La situación de los jóvenes en España se ha convertido en una suerte de purgatorio generacional. Saben a dónde quieren llegar, pero parece que toda estructura y oportunidad se desvanece ante ellos. Y no, no es un castigo divino, sino la consecuencia de una serie de políticas inadecuadas e inacciones políticas que han dejado a esta generación en una encrucijada sin salida aparente. En un artículo en el periódico El Mundo podemos leer, la reciente revisión de la OCDE, no es más que un espejo que refleja el rostro demacrado de una nación que ha fallado a su juventud.
Hablemos primero del fantasma que ha perseguido por años a la juventud española: el desempleo. No se trata solo de una cifra abstracta; es la piedra en el zapato de cada joven que busca, sin éxito, una oportunidad de demostrar su valía. España lidera una carrera que nadie quiere ganar, con la tasa de desempleo juvenil más alta de la Unión Europea. Y no, no es un trofeo que se exhiba con orgullo, sino una mancha en el historial de un país que no ha sabido —o no ha querido— adaptar su mercado laboral a las nuevas generaciones.
La precariedad laboral y los bajos salarios no son solo titulares de periódicos; son la realidad de miles que luchan por hacer la transición a una vida adulta autónoma. La vivienda, un derecho en muchos discursos pero un lujo inalcanzable en la práctica, se suma a la pila de retos. Mientras tanto, las soluciones políticas parecen más enfocadas en parches temporales que en cambios estructurales que podrían aliviar la carga de estos jóvenes.

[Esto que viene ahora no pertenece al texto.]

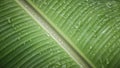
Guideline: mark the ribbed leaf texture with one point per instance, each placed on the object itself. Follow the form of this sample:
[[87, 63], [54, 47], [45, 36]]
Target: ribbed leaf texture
[[91, 28]]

Pero el desempleo y la precariedad no surgieron de la nada. Son el resultado de un sistema educativo que ha sido juguete de disputas políticas y reformas constantes, desprovisto de la estabilidad y la calidad que garantice una formación competitiva. La educación en España se ha convertido en un campo de batalla político, donde se levantan banderas ideológicas en lugar de estandartes de excelencia académica. Llevamos años de fracasos en leyes educativas, y las recomendaciones de la OCDE, aunque acertadas, suenan a ecos de un pasado que repetidamente hemos ignorado.
En este escenario, no es sorprendente que nuestras universidades no figuren entre las mejores. No porque falte talento, sino porque la inversión en educación se percibe como un gasto y no como la semilla del futuro. En otros rincones de Europa, las instituciones educativas son faros de progreso e innovación, mientras que en España, lamentablemente, se han convertido en símbolos de oportunidades perdidas.
Pero a ti te repetían una y otra vez que tus impuestos iban para sanidad y educación. La pandemia por COVID-19 destapó más que nuestra vulnerabilidad ante un virus; expuso la fragilidad de un sistema de salud desfinanciado y una infraestructura educativa que no estaba preparada para el siglo XXI. Y aunque los focos de atención estuvieron brevemente sobre estos problemas, el interés se ha desvanecido en la neblina del debate político diario, más centrado en mantener el poder que en ejercerlo con responsabilidad. Pero tus impuestos van para sanidad y educación, recuérdalo.
Es irónico que mientras los jóvenes están listos para trabajar, para contribuir y para innovar, se les confina en un limbo de inacción forzada. Están siendo preparados para un futuro que ya no existe, en un país que lidera en indicadores de los que debería avergonzarse. Mientras tanto, la clase política parece dormida al volante, embriagada de retórica vacía y promesas que no se traducen en acciones tangibles.
Los informes y las estadísticas están claros. Pero, ¿Y si en lugar de números, viéramos historias? Historias de jóvenes que quieren trabajar pero no encuentran dónde, que desean estudiar pero se encuentran con obstáculos, que aspiran a ser parte activa de una sociedad que les da la espalda. La crisis de los jóvenes en España no es solo económica o educativa; es una crisis de visión, de liderazgo, de empatía. Y mientras la política se enrede en sí misma, seguirá siendo, lamentablemente, una crisis de futuro.